Well, “By Lucifer’s Beard!” and “Pie Jesu!” work for me, occasionally. Which is kind of odd, really. Seeing as how I’m an athiest.

“Ra” or “Thor damn it!” can do in a pinch, though. And “Smeg” and “Smeg off!” work wonders.

And, as an American, I can use “Bugger!” without fear of reproach, or even comprehension.
Ranchoth

Gotterdamerung!

No Problem - Just make an appointment - preferably after Luncheon and before Tiffin!

Failing that, pop round after elevenses!:wink:

This is close to the word I use. “Fudruckers” It’s the name of a burger joint my parents used to take me to when I was a kid.

FRIGATE!!

“Fershlugginer” usually works for me.

Dad blammit!

hm…
i just usually swear, most people i know are not offended by the casual misuse of the name of the lord, or by the occasional expletive…
however i find the following useful from time to time…
oh ffffff…ar away! (or ffff…ar out, ffff…ried chicken etc etc)
Bugger it/me/him/them… (this is not considered rude in this country… it’s even in an ad on tv)
Well knock me dead and call me Charlie
Kiss my Thistle (got that from my mother, she’s a scot who disapproves of the word “ass”)

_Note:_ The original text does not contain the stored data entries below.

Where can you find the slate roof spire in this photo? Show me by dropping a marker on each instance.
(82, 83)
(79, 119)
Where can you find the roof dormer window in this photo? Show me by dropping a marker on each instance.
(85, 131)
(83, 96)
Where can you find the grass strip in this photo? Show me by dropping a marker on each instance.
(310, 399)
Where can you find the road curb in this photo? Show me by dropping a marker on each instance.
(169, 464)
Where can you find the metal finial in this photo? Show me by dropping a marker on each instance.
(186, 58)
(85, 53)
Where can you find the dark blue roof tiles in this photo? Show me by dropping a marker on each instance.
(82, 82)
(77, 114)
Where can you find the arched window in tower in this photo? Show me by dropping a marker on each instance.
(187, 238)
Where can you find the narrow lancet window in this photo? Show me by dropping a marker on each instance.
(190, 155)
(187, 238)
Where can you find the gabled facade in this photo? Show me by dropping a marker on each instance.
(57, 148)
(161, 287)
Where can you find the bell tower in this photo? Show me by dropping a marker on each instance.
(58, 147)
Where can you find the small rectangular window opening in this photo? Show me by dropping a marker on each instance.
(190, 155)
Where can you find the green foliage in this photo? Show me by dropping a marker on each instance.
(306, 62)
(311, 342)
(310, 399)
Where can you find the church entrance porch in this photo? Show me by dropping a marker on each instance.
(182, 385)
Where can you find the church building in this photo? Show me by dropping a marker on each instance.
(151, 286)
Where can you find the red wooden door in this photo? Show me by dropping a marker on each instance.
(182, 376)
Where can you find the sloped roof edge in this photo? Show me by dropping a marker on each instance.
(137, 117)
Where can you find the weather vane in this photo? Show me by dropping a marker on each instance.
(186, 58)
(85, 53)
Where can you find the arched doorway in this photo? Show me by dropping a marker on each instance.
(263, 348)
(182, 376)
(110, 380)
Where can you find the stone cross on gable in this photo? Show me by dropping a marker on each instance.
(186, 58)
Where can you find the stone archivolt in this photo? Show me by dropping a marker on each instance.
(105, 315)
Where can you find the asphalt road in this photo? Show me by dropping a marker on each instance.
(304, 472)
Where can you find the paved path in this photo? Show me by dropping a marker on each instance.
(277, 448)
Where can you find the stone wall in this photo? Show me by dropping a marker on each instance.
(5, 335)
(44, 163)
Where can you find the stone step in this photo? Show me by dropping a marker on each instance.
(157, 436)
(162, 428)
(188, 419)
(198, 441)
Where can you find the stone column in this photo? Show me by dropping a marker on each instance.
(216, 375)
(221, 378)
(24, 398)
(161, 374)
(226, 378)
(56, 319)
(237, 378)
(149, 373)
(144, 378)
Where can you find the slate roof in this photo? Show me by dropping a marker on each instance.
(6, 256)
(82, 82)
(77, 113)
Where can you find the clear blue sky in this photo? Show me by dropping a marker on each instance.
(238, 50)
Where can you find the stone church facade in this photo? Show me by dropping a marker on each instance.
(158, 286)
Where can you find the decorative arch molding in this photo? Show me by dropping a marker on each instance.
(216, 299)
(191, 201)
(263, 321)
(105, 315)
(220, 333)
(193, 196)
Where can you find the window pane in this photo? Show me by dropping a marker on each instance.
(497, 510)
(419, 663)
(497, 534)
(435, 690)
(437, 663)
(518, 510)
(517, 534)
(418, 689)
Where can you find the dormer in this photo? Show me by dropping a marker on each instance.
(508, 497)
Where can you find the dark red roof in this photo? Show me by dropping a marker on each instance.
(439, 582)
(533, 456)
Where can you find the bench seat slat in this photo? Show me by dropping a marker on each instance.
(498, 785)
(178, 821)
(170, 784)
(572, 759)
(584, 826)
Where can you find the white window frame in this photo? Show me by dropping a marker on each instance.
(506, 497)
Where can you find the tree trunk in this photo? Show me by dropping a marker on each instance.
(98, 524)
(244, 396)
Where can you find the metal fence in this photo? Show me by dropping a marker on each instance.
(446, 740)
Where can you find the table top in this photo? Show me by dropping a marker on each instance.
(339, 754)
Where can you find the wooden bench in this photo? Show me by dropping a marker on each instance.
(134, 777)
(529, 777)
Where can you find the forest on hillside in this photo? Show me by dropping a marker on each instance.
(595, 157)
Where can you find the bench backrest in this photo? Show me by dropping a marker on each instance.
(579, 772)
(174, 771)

I also curse in swedish, german (all those brittle consonants, it’s great!), and occasionally in russian.

Mr. Snicks often tells of a former secondary school teacher, who after touching the very hot burned-out bulb of an overhead projecter to change it, yelled

“Bad Words! Really bad words!”

It’s one of his favorite replacements.

He also likes Poopy or Poop. Not elegant, but he says that one cannot say it and not smile, so it goes a little bit towards rectifying bad situations.
Snicks

Snickers: That reminds me of the first episode of The Young Ones (“Demolition”). Neil picks up a large pot of lentil casserole from the stove.

:smiley:

I like Shazbot! You can use it in place of pretty much anything. :stuck_out_tongue:

Pantload.

I tend to use “crud,” “s-o-l” meaning “sorry out of luck” for my kids (that one required a think fast one day).

Dang, freak, and alot of little gggrrrrs along the way.

My usual “replacement” words and phrases are “Oh googlymoog!” “Alphabeta!” “Rastelhump!” “Filthin-flarin-foul-filth!” (a tip of the hat to Bill Cosby) and “Stinkin’” (i.e. “Then the stinkin’ idiot cuts me off again!” “Oooh, you stinkin’ copier, you ate my rastelhumpin’ paper! Alphabeta!”)

MOTHER OF PEARL!!!

I’m another “MOTHER OF PEARL!!!” user.

Also:
“Oh, my Sainted Aunt!”

And:
My siblings & I used the phrase “You Schmoo!” as a slur.